Gigi leaned over to put her arm around my neck. “I know,” she said in a quiet voice. “And he cared so much about your muffin too.”
The three of them laughed again. I joined in, knowing there was likely no way I could ever make them feel sorry for a mark.
“Easy come, easy go, I suppose,” I said. “Too bad, though, that he couldn’t have waited one more day to see the new show with me and Little Freddy.”
Little Freddy and I had concocted the idea of acting out a wedding ceremony. The bridal gown I had made, a time-consuming endeavor, was hot and scratchy with layers of crunchy crinoline underneath. Little Freddy, the incongruous groom, would jump into my arms once we were married, then I would dance, spinning him around and around. We also did a separate performance for some inside money where we acted out the wedding night. Little Freddy would dive under my dress and make obscene noises and movements out of the audience’s view. Then he would try to belly crawl, gasping and desperate, out from under my skirt. “That’s just too much woman for me.” And I would take our prop broom and sweep him back under my gown and tell him he wasn’t done yet. The crowd ate it up, cheering and whistling, so we made some good money right from the start.

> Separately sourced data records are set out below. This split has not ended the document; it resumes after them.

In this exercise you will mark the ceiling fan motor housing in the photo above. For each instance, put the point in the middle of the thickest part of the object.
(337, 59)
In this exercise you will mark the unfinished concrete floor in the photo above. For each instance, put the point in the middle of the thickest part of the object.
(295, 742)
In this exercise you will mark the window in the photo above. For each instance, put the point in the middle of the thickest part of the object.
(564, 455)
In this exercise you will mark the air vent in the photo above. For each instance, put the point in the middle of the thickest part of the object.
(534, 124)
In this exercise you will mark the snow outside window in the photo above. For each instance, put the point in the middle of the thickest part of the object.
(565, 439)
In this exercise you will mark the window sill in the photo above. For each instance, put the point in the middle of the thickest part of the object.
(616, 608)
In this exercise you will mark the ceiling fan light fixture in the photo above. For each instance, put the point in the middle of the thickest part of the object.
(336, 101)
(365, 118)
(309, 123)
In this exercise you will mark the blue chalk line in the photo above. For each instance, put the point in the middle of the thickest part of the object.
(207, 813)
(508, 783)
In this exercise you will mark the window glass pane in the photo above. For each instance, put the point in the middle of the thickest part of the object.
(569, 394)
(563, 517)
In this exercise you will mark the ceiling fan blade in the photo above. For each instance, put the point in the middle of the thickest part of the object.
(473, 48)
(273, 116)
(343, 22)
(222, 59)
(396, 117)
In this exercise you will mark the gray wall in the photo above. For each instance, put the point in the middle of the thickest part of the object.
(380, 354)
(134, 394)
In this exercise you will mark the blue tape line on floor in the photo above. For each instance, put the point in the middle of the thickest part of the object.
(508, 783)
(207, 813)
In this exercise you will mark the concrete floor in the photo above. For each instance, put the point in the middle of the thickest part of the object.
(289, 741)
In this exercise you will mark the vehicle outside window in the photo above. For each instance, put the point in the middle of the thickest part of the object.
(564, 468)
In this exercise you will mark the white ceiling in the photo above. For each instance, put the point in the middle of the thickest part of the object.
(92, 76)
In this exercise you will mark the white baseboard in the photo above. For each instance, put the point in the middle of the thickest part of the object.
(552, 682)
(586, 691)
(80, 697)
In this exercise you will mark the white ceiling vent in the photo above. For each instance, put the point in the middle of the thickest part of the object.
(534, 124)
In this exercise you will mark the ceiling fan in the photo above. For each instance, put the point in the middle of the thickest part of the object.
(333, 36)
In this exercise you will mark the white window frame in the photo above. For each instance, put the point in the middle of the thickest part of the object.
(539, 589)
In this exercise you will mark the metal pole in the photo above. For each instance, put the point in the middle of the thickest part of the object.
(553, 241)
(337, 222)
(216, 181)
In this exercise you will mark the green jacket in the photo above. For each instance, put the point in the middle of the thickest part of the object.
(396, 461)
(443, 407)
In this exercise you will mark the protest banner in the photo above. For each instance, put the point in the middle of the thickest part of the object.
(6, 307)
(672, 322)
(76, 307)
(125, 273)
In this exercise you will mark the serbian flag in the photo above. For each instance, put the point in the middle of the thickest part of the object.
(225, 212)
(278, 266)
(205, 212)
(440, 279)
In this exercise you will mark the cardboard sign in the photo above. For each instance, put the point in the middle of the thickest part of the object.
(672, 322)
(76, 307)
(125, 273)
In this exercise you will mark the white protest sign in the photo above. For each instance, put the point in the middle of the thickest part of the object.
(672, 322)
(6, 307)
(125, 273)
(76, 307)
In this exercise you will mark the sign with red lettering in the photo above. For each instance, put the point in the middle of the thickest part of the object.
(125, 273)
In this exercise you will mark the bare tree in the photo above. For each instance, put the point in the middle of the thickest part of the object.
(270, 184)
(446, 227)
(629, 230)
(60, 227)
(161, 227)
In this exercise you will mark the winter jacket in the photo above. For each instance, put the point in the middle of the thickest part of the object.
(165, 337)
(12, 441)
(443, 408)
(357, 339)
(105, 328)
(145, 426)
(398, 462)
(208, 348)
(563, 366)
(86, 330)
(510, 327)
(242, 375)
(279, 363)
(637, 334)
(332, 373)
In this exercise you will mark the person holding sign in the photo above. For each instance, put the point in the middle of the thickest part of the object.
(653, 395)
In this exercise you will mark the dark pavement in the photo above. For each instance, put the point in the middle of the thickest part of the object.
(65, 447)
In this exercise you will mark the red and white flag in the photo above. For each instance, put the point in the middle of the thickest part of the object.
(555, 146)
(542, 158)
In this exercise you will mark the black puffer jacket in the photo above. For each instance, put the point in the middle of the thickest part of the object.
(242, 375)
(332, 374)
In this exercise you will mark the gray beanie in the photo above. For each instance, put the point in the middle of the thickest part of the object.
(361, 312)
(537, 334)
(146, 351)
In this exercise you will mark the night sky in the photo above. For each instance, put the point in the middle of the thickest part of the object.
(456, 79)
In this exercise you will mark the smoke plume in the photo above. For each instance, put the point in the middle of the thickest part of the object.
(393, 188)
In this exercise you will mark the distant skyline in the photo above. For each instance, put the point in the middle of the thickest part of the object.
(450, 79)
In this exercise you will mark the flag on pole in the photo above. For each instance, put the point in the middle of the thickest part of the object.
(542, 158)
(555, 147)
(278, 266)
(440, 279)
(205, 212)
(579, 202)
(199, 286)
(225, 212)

Jim loved it much less so. “You need to rethink that bit with Little Freddy,” he told me when we were back at the trailer after the act debuted. He opened one of the kitchen cabinets then slammed it shut, as if he had no idea what he was looking for.
“Why would I want to do that? Fred and I made some good inside money on that.” I filled a glass with water from the kitchen tap, suppressing my smile at the idea that Jim was jealous of Little Freddy. He wouldn’t want to admit that, of course, but neither did he seem able to think of any logical way to explain his objection.
“For one thing,” Jim said, “it doesn’t make any kind of sense for you to spend money to make a wedding dress when you can only use it for one single act.”
Jim’s line of reasoning would seem to argue in favor of my doing the wedding act with Freddy as much as I could. Rather than engage with Jim in a pointless conversation in which he would likely never cop to feeling threatened by a man half his size, I simply kissed him on the forehead. “Who knows? Maybe I’ll get married in it.”
“Ha ha. Very funny,” Jim said.
“I don’t see what’s so funny about it.”
Jim slammed out the door. He would probably be gone for the rest of the night. As the hours wore on, my hurt and outrage that Jim should find the idea of marrying me a laughable, far-fetched possibility when, in essence, we lived together as husband and wife warred with the knowledge that he held me in enough esteem that he believed I was sufficiently attractive to entice another man.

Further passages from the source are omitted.